It is clear from epidemiological studies and from studies of developmental psychopathology that substance use disorders are in general much more common in men than in women. In a large international survey–the WHO World Mental Health Surveys across several countries–women were less likely to use alcohol, cocaine, tobacco, and cannabis (Degenhardt et al., 2008). Gender differences were somewhat less pronounced in the United States, Europe, New Zealand, and Israel, compared with South America, Africa, the Middle East, and the People's Republic of China. When combining all countries, and adjusting for covariates, women were between 3 and 5 times less likely to concomitantly use alcohol, cocaine, cannabis, and tobacco. However, the survey also seemed to suggest that the gender gaps for alcohol, cannabis, and cocaine are closing. The fact that the gender gap is different across countries, and is closing with time, suggests that cultural factors are influencing gender differences. In some cultures more than in others, gender roles may prevent the development of problematic substance use, and endorsing traditional gender roles have been shown to protect women from developing alcohol problems (Kubicka and Csemy, 2008). Later in this article, we shall look more into the mechanisms by which female gender roles may be in conflict with substance use.
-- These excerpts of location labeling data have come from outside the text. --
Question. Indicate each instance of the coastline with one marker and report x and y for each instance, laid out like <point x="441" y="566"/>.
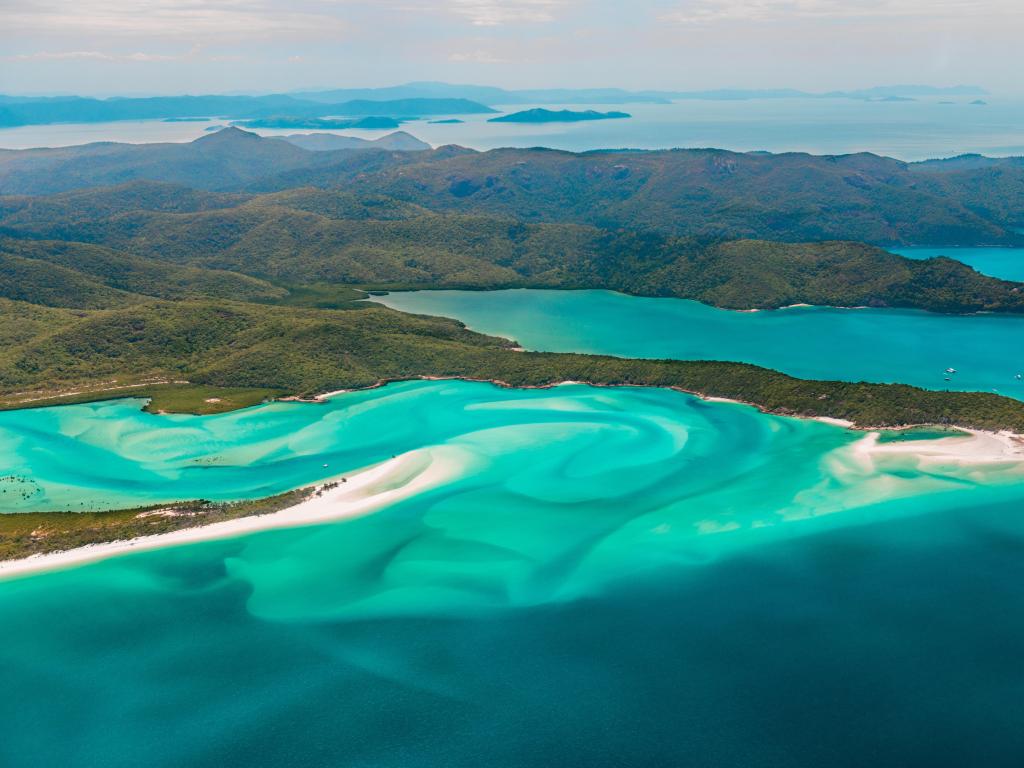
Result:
<point x="369" y="489"/>
<point x="336" y="499"/>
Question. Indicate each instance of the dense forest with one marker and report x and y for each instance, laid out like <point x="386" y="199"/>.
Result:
<point x="252" y="289"/>
<point x="308" y="237"/>
<point x="685" y="193"/>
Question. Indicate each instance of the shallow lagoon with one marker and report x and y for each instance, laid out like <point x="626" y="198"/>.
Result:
<point x="879" y="345"/>
<point x="617" y="577"/>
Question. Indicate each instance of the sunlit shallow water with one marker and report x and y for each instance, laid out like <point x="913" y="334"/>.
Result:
<point x="879" y="345"/>
<point x="615" y="577"/>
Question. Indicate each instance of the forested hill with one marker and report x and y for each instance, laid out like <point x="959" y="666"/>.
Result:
<point x="697" y="193"/>
<point x="307" y="237"/>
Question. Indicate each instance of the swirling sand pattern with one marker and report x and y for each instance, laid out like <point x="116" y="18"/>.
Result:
<point x="584" y="590"/>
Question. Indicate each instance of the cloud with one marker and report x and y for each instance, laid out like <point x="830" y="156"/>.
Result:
<point x="93" y="55"/>
<point x="168" y="18"/>
<point x="704" y="11"/>
<point x="491" y="12"/>
<point x="477" y="56"/>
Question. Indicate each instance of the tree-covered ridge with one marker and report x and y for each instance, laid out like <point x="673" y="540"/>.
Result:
<point x="310" y="236"/>
<point x="683" y="193"/>
<point x="83" y="275"/>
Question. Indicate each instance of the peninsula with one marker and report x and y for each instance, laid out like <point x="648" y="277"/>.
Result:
<point x="558" y="116"/>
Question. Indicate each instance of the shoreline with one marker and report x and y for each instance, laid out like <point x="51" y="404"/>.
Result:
<point x="337" y="499"/>
<point x="360" y="493"/>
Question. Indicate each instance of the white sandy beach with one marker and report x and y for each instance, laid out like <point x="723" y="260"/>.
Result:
<point x="363" y="493"/>
<point x="974" y="446"/>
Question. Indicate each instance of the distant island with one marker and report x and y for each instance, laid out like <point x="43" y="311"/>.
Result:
<point x="397" y="141"/>
<point x="285" y="121"/>
<point x="558" y="116"/>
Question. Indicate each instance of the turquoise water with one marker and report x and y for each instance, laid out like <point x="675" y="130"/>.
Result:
<point x="1007" y="263"/>
<point x="879" y="345"/>
<point x="909" y="130"/>
<point x="613" y="577"/>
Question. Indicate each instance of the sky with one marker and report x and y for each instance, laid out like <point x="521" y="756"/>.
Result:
<point x="136" y="47"/>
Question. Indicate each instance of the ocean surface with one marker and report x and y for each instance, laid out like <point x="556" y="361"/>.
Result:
<point x="908" y="130"/>
<point x="879" y="345"/>
<point x="614" y="577"/>
<point x="1007" y="263"/>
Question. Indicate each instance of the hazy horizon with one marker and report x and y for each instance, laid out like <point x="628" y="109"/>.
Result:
<point x="170" y="47"/>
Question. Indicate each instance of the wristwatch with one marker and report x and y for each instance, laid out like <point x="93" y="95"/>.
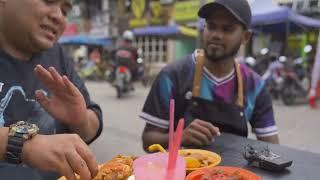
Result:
<point x="18" y="134"/>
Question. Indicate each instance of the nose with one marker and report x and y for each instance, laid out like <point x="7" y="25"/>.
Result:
<point x="216" y="34"/>
<point x="57" y="16"/>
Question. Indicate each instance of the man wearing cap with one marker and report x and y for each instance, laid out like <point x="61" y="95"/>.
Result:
<point x="212" y="92"/>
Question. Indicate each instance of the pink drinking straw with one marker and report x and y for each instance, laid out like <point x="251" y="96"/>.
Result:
<point x="171" y="123"/>
<point x="173" y="153"/>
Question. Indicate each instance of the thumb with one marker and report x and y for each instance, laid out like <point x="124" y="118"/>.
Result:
<point x="42" y="99"/>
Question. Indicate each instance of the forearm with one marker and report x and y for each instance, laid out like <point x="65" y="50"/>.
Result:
<point x="271" y="139"/>
<point x="155" y="137"/>
<point x="88" y="130"/>
<point x="3" y="141"/>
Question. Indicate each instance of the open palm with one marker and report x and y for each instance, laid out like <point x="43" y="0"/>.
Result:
<point x="66" y="103"/>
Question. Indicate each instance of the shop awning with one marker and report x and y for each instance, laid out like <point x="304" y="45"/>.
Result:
<point x="85" y="40"/>
<point x="165" y="31"/>
<point x="156" y="31"/>
<point x="266" y="13"/>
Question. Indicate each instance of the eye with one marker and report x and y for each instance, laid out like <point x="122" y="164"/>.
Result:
<point x="65" y="11"/>
<point x="49" y="1"/>
<point x="228" y="28"/>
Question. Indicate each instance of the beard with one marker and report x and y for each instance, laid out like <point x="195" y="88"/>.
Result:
<point x="222" y="54"/>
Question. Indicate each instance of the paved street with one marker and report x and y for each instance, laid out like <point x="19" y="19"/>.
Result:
<point x="298" y="125"/>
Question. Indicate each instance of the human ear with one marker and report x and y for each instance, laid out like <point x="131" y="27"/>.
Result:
<point x="246" y="36"/>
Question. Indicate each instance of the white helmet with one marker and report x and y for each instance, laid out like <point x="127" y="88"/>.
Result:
<point x="128" y="35"/>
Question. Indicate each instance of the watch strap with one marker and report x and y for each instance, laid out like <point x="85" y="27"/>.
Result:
<point x="14" y="149"/>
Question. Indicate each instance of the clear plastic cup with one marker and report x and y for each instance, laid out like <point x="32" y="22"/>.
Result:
<point x="154" y="166"/>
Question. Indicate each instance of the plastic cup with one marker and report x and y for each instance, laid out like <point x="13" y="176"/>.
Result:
<point x="154" y="166"/>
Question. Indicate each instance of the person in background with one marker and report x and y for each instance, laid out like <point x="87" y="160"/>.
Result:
<point x="212" y="92"/>
<point x="46" y="115"/>
<point x="315" y="77"/>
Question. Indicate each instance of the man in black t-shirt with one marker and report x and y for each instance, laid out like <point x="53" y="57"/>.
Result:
<point x="39" y="86"/>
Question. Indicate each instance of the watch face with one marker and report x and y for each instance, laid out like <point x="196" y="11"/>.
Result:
<point x="22" y="130"/>
<point x="26" y="129"/>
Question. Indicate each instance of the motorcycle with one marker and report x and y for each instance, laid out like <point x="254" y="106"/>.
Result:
<point x="122" y="82"/>
<point x="293" y="88"/>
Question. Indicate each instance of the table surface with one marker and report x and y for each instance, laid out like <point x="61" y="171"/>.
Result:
<point x="306" y="165"/>
<point x="230" y="147"/>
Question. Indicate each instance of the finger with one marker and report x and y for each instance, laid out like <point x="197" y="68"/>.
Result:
<point x="56" y="76"/>
<point x="71" y="88"/>
<point x="78" y="165"/>
<point x="213" y="129"/>
<point x="42" y="99"/>
<point x="66" y="170"/>
<point x="44" y="76"/>
<point x="89" y="158"/>
<point x="195" y="142"/>
<point x="199" y="136"/>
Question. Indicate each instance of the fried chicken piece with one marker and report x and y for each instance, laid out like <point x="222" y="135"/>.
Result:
<point x="119" y="168"/>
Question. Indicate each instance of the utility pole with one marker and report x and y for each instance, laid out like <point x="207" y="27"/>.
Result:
<point x="199" y="38"/>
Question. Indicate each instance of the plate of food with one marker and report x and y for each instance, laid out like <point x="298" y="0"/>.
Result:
<point x="223" y="173"/>
<point x="119" y="168"/>
<point x="198" y="159"/>
<point x="195" y="158"/>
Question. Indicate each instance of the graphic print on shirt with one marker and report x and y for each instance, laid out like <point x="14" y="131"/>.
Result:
<point x="37" y="115"/>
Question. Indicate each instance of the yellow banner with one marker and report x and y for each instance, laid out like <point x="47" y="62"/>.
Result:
<point x="188" y="31"/>
<point x="186" y="10"/>
<point x="138" y="8"/>
<point x="138" y="23"/>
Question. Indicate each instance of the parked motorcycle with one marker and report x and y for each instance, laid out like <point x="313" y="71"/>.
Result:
<point x="293" y="88"/>
<point x="122" y="82"/>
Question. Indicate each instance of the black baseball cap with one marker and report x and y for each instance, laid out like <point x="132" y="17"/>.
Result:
<point x="239" y="8"/>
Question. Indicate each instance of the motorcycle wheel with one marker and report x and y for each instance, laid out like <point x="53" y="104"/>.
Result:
<point x="287" y="96"/>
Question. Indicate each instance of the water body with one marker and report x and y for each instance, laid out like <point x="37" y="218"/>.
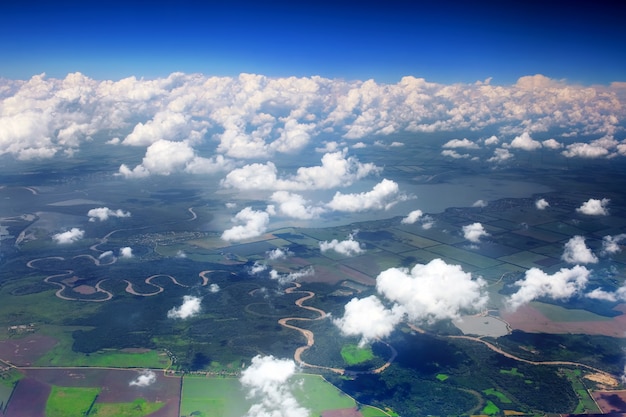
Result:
<point x="482" y="326"/>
In developmental psychopathology, it is common to distinguish between externalizing and internalizing psychopathology. Externalizing behaviour problems involve aggressive behaviour, acting out on impulses, and have traditionally been linked with childhood disorders such as attention deficit/hyperactivity disorder, conduct disorder, and oppositional/defiant disorder. Internalizing psychopathology has been linked with anxiety and depression, and with social withdrawal. Lara and colleagues have recently suggested that the distinction between externalizing and internalizing psychopathology is central to understanding the whole field of psychopathology (Lara et al., 2006). Recent research into the nature of alcohol and drug problems has supported the view of addictive disorders as belonging primarily to the externalizing category (Zucker, 2008).
Also, men generally have a lot more externalizing behaviour problems compared with women, whereas women have more internalizing problems, such as depression or anxiety. And a growing body of research suggests that substance use disorders can be considered part of the externalizing behaviour spectrum, as opposed to the internalizing behaviour spectrum (e.g. Kramer et al., 2008).
Internalizing problems such as anxiety, depression, or eating disorders represent ways of turning the pain inward. In most cultures around the world, it is more acceptable for women than for men to be vulnerable, passive, and feeling down.
There are two implications of this robust research finding. The first is fairly obvious: women have fewer direct problems as a result of substance use. Women are less at risk for developing an addiction, and consequently from dying of a substance-related condition. The second is less obvious: once a woman has developed an addiction, she deviates more from the female norm, compared with a man with an addiction. And the consequences of deviating from the norm may be serious. Even in young children in kindergarten, girls who behave aggressively tend to be rejected more by their peers, compared with boys who act equally aggressively (Coplan et al., 2007).
The expectation that women do not display externalizing behaviour problems has serious implications for women with addiction problems. They encounter images held by society (and often by themselves as well) of the alcoholic or drug-dependent woman as a “fallen woman” incapable of living up to the image of a responsible person/mother (Harrison, 1991; Raeside, 2003). Women with drug and alcohol problems have been described as “stigmatized by society in that they are viewed (and often view themselves) as having deviated from the traditional societal norms expected of women in their suitability as mothers and carers” (Toner et al., 2008, p94). This (self-)image is often accompanied by a feeling of shame and guilt, and the woman who encounters general health services or social services can be reluctant to disclose her alcohol or drug problem because she feel ashamed of her behaviour.
Women whose social relations exist in a drug using subculture face several problems, in part as a result of living in a male-dominated environment. Women with drug problems can cope with their life situation by providing sex in exchange for housing, sustenance, and protection, but often suffer violence from sexual partners and are in a situation where they may have to practice unsafe sex (Pinkham and Malinowska-Sempruch, 2008).
Since women with drug use disorders are likely to experience ongoing traumatization, and since many women with drug use disorders have experienced trauma even in childhood, a large number of women with addiction problems suffer co-morbid post-traumatic stress disorder, or what has been labeled “Disorders of Extreme Stress Not Otherwise Specified” (Hien et al., 2005). This group of disorders is associated with severe problems in self-regulatory behaviour: regulation of affective impulses (e.g., difficulty modulating anger), cognitive processes (e.g., disruptions in attention, memory and consciousness), and relationship to others (e.g., problems with intimacy and trust). All these problems may in turn reinforce the problems in the social environment of the woman with substance use disorders.